Seeing What Others Walked Past
In 2007, Christine Caine was walking through the Thessaloniki airport in Greece when she noticed something that stopped her cold. Posters of missing women and girls lined the walls — dozens of faces, names, ages. Locals walked past without looking up. Christine could not look away.
She learned that Greece was a major transit hub for human trafficking in Europe. Women and children were being bought and sold in broad daylight, and the infrastructure to fight it was virtually nonexistent. Christine had no background in anti-trafficking work, no legal training, no political connections. She had a deep conviction that every person on those posters had a name and a story, and someone needed to fight for them.
Building A21
In 2008, Christine and her husband Nick launched the A21 Campaign — named for "Abolish injustice in the 21st century." They started with a single office in Thessaloniki. The early days were overwhelming. The team worked with local law enforcement, set up a shelter for rescued women, and began the slow, unglamorous work of victim aftercare — legal support, counselling, language training, safe housing.
The work was dangerous. Trafficking networks in southeast Europe were connected to organised crime. But A21 kept showing up, case after case, rescue after rescue.
A Global Movement
By 2024, A21 operated in eighteen countries across six continents. The organisation had assisted in thousands of rescues, run prevention programs reaching millions of students, and established transit monitoring stations in airports and bus terminals to intercept trafficking in real time.

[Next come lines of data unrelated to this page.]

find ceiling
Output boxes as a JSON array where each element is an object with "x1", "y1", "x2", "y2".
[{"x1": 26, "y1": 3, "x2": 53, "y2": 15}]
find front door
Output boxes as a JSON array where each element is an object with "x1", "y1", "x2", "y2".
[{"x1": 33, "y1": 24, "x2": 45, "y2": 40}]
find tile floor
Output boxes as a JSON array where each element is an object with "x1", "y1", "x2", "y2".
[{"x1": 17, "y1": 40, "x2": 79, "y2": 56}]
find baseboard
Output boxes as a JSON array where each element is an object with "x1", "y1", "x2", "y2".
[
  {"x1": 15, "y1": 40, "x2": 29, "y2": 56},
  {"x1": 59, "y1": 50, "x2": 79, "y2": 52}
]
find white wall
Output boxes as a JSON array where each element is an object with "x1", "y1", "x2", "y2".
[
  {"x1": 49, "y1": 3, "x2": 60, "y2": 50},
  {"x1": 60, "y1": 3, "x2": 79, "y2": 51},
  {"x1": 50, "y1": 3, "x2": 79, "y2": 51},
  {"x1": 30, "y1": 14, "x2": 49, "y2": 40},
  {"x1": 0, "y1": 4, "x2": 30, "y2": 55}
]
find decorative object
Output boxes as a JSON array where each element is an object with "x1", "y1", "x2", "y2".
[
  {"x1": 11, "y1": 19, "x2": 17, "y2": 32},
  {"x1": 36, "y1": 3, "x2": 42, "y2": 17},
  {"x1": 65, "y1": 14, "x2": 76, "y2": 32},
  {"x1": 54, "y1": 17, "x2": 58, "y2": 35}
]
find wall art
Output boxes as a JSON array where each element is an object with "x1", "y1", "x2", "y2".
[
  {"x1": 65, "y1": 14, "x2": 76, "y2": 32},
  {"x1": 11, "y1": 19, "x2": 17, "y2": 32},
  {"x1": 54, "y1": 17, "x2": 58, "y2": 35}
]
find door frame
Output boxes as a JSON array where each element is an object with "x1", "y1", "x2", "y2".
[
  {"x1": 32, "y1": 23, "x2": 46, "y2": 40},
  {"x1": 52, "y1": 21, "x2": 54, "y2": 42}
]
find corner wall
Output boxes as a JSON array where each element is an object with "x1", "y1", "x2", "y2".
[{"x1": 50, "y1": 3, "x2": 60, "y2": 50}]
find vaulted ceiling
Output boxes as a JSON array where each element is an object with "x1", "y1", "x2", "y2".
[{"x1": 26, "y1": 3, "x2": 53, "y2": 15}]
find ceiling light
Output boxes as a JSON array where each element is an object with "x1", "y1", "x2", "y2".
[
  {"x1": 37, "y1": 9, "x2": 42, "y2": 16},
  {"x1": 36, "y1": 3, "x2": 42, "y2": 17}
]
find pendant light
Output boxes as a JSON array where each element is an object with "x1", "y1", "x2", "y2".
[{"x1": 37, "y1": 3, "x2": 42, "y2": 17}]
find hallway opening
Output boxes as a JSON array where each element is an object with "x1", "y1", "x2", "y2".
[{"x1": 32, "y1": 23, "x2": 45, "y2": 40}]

What began as one woman who could not walk past those posters became a global justice movement. Christine did not wait for permission or credentials. She started where the need was and let the work expand from there.
What This Means for You
You do not need to be an expert to respond to injustice. Christine Caine had no roadmap for what A21 would become. She simply refused to look away. If something is breaking your heart right now — a cause, a person, a community — that heartbreak might be the starting point. You do not need to solve everything. You just need to start.